John Perry Barlow died “quietly in his sleep” at the age of 70 on Wednesday morning, according to a memorial post shared on the Electronic Frontier Foundation’s website. Barlow co-founded the EFF, a nonprofit devoted to protecting civil liberties in the online age, in 1980; he was also known for his time spent working as a cattle rancher in Wyoming — and as a lyricist for the Grateful Dead.
From EFF:
Barlow’s lasting legacy is that he devoted his life to making the Internet into “a world that all may enter without privilege or prejudice accorded by race, economic power, military force, or station of birth … a world where anyone, anywhere may express his or her beliefs, no matter how singular, without fear of being coerced into silence or conformity.
Barlow wrote the lyrics to “Mexicali Blues,” among other Dead tracks, but his most famous and consequential piece of writing might be his prescient 1996 internet manifesto, “A Declaration of the Independence of Cyberspace,” which begins:
Governments of the Industrial World, you weary giants of flesh and steel, I come from Cyberspace, the new home of Mind. On behalf of the future, I ask you of the past to leave us alone. You are not welcome among us. You have no sovereignty where we gather.
We have no elected government, nor are we likely to have one, so I address you with no greater authority than that with which liberty itself always speaks. I declare the global social space we are building to be naturally independent of the tyrannies you seek to impose on us. You have no moral right to rule us nor do you possess any methods of enforcement we have true reason to fear.
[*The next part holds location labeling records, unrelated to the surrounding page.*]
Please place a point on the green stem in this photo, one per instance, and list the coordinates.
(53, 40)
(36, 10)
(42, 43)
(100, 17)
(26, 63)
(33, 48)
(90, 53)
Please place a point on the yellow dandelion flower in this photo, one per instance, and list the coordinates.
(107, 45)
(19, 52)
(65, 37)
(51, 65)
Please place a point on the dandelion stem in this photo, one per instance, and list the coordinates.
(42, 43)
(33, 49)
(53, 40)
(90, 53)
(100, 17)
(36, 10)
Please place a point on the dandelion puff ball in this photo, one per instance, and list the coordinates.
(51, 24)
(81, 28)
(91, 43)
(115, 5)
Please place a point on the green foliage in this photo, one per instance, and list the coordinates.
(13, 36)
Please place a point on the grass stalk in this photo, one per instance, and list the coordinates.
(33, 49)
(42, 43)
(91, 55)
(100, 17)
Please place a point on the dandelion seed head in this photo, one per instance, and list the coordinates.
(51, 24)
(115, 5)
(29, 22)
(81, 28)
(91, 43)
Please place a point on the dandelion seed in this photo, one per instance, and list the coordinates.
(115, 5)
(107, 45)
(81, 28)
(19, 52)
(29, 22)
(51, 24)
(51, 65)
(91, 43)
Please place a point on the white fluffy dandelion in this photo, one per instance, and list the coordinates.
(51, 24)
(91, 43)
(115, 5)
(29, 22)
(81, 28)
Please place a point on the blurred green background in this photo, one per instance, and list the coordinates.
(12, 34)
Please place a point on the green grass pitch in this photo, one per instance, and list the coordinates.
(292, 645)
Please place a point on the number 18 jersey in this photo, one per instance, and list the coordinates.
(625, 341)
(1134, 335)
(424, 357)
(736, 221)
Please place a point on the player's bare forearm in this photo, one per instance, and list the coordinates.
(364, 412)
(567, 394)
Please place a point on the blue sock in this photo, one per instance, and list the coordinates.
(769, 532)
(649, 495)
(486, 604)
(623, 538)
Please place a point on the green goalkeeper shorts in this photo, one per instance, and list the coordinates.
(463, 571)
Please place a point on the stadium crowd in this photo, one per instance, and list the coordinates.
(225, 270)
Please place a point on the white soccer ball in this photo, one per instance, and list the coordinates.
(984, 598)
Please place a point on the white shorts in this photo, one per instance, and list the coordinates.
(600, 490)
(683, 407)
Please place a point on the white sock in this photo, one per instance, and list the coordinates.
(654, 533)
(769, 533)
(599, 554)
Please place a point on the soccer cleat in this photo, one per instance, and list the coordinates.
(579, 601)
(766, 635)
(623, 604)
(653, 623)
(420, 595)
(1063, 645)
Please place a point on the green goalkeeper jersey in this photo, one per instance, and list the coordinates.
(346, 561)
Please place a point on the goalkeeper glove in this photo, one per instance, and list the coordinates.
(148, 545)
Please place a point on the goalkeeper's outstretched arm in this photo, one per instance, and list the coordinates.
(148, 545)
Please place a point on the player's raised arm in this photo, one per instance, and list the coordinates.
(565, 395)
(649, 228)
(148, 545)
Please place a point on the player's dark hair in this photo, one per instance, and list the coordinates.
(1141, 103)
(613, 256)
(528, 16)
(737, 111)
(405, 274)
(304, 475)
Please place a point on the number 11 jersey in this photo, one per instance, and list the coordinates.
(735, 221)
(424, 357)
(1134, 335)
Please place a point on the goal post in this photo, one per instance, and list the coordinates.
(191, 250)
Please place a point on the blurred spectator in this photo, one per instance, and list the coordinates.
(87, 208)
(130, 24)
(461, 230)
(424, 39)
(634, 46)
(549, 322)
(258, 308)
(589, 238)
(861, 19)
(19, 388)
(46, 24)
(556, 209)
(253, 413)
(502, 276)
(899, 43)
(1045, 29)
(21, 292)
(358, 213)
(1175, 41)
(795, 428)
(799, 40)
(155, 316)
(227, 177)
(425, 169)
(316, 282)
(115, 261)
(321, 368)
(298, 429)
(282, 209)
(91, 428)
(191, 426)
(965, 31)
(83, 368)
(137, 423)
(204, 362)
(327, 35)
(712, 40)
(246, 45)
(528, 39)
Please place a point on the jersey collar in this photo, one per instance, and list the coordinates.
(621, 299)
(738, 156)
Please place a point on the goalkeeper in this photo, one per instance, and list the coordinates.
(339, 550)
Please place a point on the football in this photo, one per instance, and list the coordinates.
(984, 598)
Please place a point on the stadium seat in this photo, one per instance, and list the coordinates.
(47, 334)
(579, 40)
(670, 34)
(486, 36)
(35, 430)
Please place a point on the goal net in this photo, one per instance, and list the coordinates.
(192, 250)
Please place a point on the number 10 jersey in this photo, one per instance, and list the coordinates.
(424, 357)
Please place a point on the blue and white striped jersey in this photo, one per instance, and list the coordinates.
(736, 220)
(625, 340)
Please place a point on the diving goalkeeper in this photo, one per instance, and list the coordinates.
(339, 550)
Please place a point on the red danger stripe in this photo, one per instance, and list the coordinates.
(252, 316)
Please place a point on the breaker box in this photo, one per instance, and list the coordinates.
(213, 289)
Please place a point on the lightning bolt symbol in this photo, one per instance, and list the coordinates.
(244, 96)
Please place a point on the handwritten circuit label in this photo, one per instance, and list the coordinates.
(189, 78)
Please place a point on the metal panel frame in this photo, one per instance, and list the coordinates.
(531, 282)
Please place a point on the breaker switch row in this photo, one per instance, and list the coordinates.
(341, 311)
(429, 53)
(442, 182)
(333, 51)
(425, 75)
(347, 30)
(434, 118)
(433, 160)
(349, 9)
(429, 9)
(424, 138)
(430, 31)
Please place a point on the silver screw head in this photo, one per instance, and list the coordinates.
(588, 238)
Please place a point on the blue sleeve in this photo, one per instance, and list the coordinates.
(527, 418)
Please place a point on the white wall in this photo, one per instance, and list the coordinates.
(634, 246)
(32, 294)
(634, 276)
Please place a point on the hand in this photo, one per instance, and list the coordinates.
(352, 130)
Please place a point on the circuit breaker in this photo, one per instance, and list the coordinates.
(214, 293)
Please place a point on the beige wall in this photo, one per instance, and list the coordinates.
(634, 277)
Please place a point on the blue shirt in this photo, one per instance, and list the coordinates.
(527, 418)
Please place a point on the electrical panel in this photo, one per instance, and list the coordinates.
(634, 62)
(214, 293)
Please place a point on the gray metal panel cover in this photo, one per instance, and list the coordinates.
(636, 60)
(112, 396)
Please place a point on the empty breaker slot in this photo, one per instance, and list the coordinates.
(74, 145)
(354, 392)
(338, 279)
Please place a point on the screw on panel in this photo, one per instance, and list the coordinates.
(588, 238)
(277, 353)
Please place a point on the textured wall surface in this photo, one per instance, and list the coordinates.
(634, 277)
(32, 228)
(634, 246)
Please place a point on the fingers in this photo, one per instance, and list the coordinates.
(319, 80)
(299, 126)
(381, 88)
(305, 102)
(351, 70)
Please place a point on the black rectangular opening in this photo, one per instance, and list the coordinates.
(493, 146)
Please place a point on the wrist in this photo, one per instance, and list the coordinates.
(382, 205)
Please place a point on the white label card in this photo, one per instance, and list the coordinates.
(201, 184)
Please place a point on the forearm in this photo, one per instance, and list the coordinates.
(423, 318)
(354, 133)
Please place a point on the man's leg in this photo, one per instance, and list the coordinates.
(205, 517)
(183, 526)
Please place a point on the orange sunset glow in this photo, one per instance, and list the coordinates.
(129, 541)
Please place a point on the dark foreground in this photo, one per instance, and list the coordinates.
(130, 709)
For more vintage Barlow, here’s an endearing, fascinating, and wide-ranging conversation between him and the feminist scholar bell hooks from the Buddhist magazine Shambhala Sun:
John Perry Barlow: There’s something problematic here, and I go back and forth on it all the time. I want to have a cyberspace that has prana in it. I want to have a cyberspace where there’s room for the breath and the spirit.
bell hooks: Well, that’s what I haven’t found, Barlow.